Cluster Setup & Deployment

Setting up globally replicated DistributedLog is very similar to setting up local DistributedLog. The most important change is use a ZooKeeper cluster configured across multiple-regions. Once set up, DistributedLog and BookKeeper are configured to use the global ZK cluster for all metadata storage, and the system will more or less work. The remaining steps are necessary to ensure things like durability in the face of total region failure.

The key differences with standard cluster setup are summarized below:

  • The zookeeper cluster must be running across all of the target regions, say A, B, C.
  • Region aware placement policy and a few other options must be configured in DL config.
  • DistributedLog clients should be configured to talk to all regions.

We elaborate on these steps in the following sections.

Global Zookeeper

When defining your server and participant lists in zookeeper configuration, a sufficient number of nodes from each region must be included.

Please consult the ZooKeeper documentation for detailed Zookeeper setup instructions.

DistributedLog Configuration

In multi-region DistributedLog several DL config changes are needed.

Placement Policy

The region-aware placement policy must be configured. Below, it is configured to place replicas across 3 regions, A, B, and C.

# placement policy
bkc.ensemblePlacementPolicy=org.apache.bookkeeper.client.RegionAwareEnsemblePlacementPolicy
bkc.reppRegionsToWrite=A;B;C
bkc.reppMinimumRegionsForDurability=2
bkc.reppEnableDurabilityEnforcementInReplace=true
bkc.reppEnableValidation=true

Connection Timeouts

In global replicated mode, the proxy nodes will be writing to the entire ensemble, which exists in multiple regions. If cross-region latency is higher than local region latency (i.e. if its truly cross-region) then it is advisable to use a higher BookKeeper client connection tiemout.

# setting connect timeout to 1 second for global cluster
bkc.connectTimeoutMillis=1000

Quorum Size

It is advisable to run with a larger ensemble to ensure cluster health in the event of region loss (the ensemble will be split across all regions).

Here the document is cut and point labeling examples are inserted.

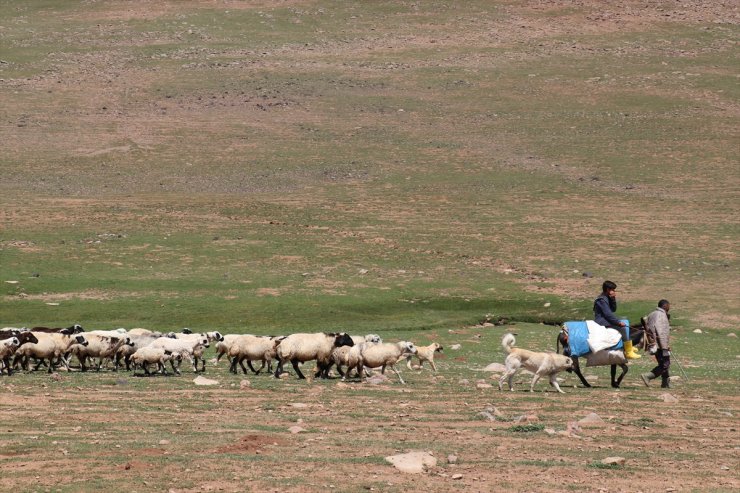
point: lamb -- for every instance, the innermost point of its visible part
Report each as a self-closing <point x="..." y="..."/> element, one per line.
<point x="386" y="354"/>
<point x="425" y="353"/>
<point x="52" y="346"/>
<point x="299" y="348"/>
<point x="139" y="332"/>
<point x="73" y="329"/>
<point x="185" y="347"/>
<point x="23" y="337"/>
<point x="253" y="348"/>
<point x="145" y="356"/>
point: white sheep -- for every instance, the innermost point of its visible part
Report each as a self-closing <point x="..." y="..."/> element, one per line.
<point x="351" y="356"/>
<point x="145" y="356"/>
<point x="188" y="347"/>
<point x="198" y="352"/>
<point x="299" y="348"/>
<point x="137" y="341"/>
<point x="253" y="348"/>
<point x="373" y="338"/>
<point x="386" y="354"/>
<point x="7" y="349"/>
<point x="51" y="346"/>
<point x="101" y="344"/>
<point x="223" y="346"/>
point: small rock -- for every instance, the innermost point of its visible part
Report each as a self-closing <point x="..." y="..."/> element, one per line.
<point x="527" y="418"/>
<point x="377" y="379"/>
<point x="592" y="419"/>
<point x="413" y="462"/>
<point x="619" y="461"/>
<point x="204" y="381"/>
<point x="573" y="427"/>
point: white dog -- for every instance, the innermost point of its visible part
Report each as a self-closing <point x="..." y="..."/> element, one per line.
<point x="541" y="364"/>
<point x="425" y="353"/>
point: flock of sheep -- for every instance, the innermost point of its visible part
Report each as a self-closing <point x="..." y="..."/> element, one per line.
<point x="139" y="348"/>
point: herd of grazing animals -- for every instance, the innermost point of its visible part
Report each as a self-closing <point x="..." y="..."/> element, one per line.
<point x="137" y="349"/>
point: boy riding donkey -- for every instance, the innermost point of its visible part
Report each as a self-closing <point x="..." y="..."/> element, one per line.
<point x="604" y="307"/>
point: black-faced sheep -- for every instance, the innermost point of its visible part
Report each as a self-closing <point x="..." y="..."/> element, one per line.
<point x="299" y="348"/>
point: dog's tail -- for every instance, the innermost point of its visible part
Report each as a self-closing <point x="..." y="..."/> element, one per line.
<point x="507" y="342"/>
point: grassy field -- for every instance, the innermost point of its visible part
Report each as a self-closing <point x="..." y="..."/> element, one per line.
<point x="410" y="169"/>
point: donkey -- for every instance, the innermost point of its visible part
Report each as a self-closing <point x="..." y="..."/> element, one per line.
<point x="636" y="335"/>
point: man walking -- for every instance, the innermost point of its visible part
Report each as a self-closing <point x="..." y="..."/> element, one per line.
<point x="659" y="325"/>
<point x="604" y="307"/>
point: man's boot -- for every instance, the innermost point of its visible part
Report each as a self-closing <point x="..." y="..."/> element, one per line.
<point x="646" y="377"/>
<point x="629" y="351"/>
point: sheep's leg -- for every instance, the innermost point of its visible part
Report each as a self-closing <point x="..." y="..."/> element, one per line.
<point x="393" y="367"/>
<point x="279" y="368"/>
<point x="297" y="370"/>
<point x="554" y="383"/>
<point x="176" y="371"/>
<point x="625" y="369"/>
<point x="535" y="378"/>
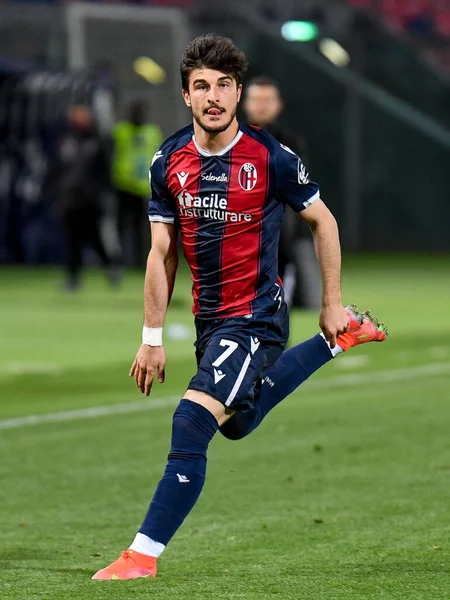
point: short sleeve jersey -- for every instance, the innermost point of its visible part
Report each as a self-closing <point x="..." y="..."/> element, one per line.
<point x="228" y="208"/>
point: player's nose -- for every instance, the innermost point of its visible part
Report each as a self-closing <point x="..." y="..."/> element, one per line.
<point x="213" y="95"/>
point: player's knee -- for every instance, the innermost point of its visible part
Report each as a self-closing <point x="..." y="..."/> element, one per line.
<point x="193" y="427"/>
<point x="232" y="430"/>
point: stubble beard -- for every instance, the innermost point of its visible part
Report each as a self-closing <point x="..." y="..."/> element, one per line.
<point x="218" y="128"/>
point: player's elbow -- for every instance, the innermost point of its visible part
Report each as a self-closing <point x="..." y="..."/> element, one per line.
<point x="320" y="217"/>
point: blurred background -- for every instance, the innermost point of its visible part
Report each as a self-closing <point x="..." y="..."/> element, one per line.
<point x="361" y="90"/>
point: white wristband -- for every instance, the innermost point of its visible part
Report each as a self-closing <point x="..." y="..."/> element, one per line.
<point x="152" y="336"/>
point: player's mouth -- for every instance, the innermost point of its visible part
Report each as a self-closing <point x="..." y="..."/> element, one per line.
<point x="214" y="112"/>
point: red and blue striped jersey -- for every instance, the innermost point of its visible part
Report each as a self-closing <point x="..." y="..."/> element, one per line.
<point x="228" y="207"/>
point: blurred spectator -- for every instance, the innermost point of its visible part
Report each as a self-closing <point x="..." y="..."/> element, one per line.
<point x="81" y="179"/>
<point x="135" y="142"/>
<point x="297" y="262"/>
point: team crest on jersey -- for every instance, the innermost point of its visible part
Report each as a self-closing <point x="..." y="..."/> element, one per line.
<point x="248" y="176"/>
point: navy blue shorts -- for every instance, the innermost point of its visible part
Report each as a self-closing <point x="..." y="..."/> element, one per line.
<point x="233" y="353"/>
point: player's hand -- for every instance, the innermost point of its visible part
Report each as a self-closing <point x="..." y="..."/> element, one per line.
<point x="333" y="321"/>
<point x="150" y="361"/>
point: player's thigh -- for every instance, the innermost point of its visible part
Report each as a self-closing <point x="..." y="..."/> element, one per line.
<point x="221" y="412"/>
<point x="230" y="367"/>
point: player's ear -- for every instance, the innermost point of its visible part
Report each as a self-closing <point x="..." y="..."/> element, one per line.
<point x="186" y="97"/>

The values of these settings will depend on your operational and durability requirements.

ensemble-size=9
write-quorum-size=9
ack-quorum-size=5

Client Configuration

Although not required, it is recommended to configure the write client to use all available regions. Several methods in DistributedLogClientBuilder can be used to achieve this.

1
2
DistributedLogClientBuilder.serverSets
DistributedLogClientBuilder.finagleNameStrs

Additional Steps

Other clients settings may need to be tuned - for example in the write client, timeouts will likely need to be increased.

Aside from this however, cluster setup is exactly the same as single region setup.